As the recession continues to bite, this is not good news for local businesses and commuters.
South Down MLA Chris Hazzard has called on the British Government to relax the tax on petrol and diesel after the latest figures show fuel prices in the North as some of the highest in Europe.
Mr Hazzard said: “Fuel users in the North of Ireland are being penalised by high fuel duty imposed by the British Government and they must act to reduce it if the North is to be sustainable on a competitive basis.
“Most business have a transport cost as do most people and the high prices at the pumps are putting people under undue financial stress because the tax imposed by the British Government is so high compared to other nations.
“Whether it is a commuter, a taxi driver, delivery driver or a major haulage firm, everyone of them are feeling the pressure and with further price hikes on the horizon many will be forced to close causing higher unemployment.
“Fuel prices South of the border are lower and we need to be looking a harmonisation of fuel prices across the island at a more affordable level that will allow businesses here to compete on a more even basis.”
Down News has calculated that the cost of petrol per litre in the North is 133.2 pence and 1.37 in the South but diesel is as high as 140.6 pence in the North and just 133.0 pence in the South.
Commenting on a recent AA statement, the Northern Ireland Independent Retail Trade Association (NIIRTA) has supported their call for the Chancellor to cancel the proposed September rise in duty.
NIIRTA Chief Executive Glyn Roberts said: “The staggering rise in the average cost of petrol in the last month is a cause of major concern to the local retail sector and we urge the Chancellor to address this issue in his forthcoming Budget.

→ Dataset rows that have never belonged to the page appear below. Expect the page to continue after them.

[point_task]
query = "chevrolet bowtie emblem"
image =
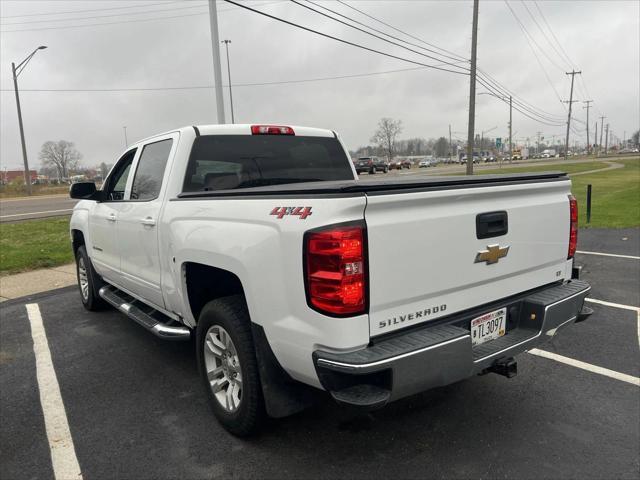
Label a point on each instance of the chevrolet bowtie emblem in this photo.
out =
(492, 254)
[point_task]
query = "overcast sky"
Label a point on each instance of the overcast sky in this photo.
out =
(601, 38)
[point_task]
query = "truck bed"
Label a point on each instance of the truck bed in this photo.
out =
(378, 187)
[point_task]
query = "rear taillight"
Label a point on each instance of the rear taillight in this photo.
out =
(335, 269)
(573, 228)
(271, 130)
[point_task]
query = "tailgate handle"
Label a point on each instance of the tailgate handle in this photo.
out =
(491, 224)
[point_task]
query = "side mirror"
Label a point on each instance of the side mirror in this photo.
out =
(84, 191)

“Increasing petrol prices puts more pressure on hardworking families and therefore more strain on disposable income resulting in less spending in local shops. Additionally, increased fuel costs puts a further burden on our members who have their own transport essential for the running of their businesses”
“The retail sector ends up squeezed between reduced consumer spend and increased fuel bills making it harder for them to remain competitive”
“This issue has to be a priority for the Chancellor.”